Fondation GoodPlanet: http://www.goodplanet.org/

HOME, um filme de Yann Arthus-Bertrand: http://www.youtube.com/homeprojectES


----------



## Mário Barros (8 Dez 2009 às 13:52)

*Re: Cimeira da ONU sobre alterações climáticas (Copenhaga)*

*Copenhaga: Temperatura em Portugal já aumentou 1,2 graus desde 1930 - Instituto Meteorologia*

Portugal aqueceu 1,2 graus nas últimas décadas e vive fenómenos extremos como chuvadas intensas, ondas de calor e vagas de frio prolongadas. O Instituto de Meteorologia monitoriza este tempo e procura antecipar-se ao futuro catastrófico que estará para chegar.

"Os fenómenos extremos podem vir a ter frequência maior do que no passado. Estamos a bater recordes sucessivos de verões mais quentes, ondas de calor mais prolongadas. Nos últimos 30 anos houve uma curva ascendente nas temperaturas médias", alerta Adérito Serrão, presidente do Instituto de Meteorologia (IM).

A temperatura média em Portugal subiu 1,2 graus desde 1930. Antes disso demorara um século para aumentar 0,8 graus. Esta diferença "significativa" explica-se em grande parte pela revolução industrial, que trouxe alterações nas emissões de dióxido de carbono, acrescenta o especialista.

Lusa

(...)vive fenómenos extremos como chuvadas intensas, ondas de calor e vagas de frio prolongadas.

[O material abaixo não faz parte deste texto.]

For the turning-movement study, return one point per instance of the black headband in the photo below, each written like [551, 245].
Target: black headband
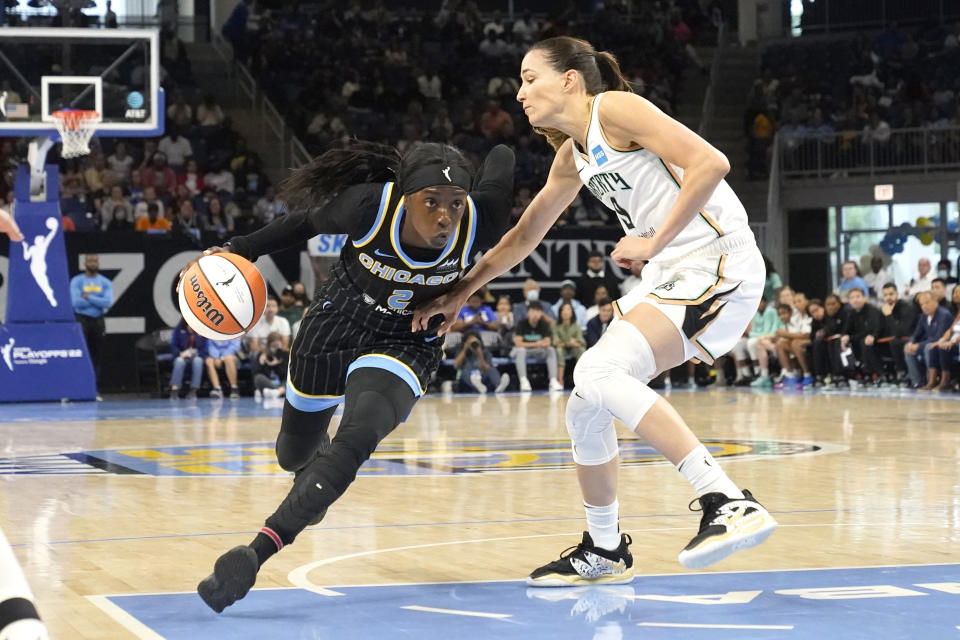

Dá ideia que são as vagas de frio que são prolongadas e não as de calor


----------



## Mário Barros (8 Dez 2009 às 21:11)

*Re: Cimeira da ONU sobre alterações climáticas (Copenhaga)*

*Texto que põe fim ao princípio de Quioto lança confusão em Copenhaga*

Os países participantes na conferência do clima em Copenhaga poderão vir a assinar um acordo que abandona o princípio do protocolo de Quioto. À TSF, Francisco Ferreira, da Quercus, disse que as primeiras reacções ao texto provocaram protestos.

No segundo dia de trabalhos na conferência foi lançada a confusão com um projecto de texto dinamarquês que circula nos corredores da cimeira e que pode ameaçar o êxito das negociações sobre o clima.

O documento, a que jornal The Guardian teve acesso, dá mais poder aos países ricos e remete as Nações Unidas para um lugar secundário nas futuras negociações sobre alterações climáticas.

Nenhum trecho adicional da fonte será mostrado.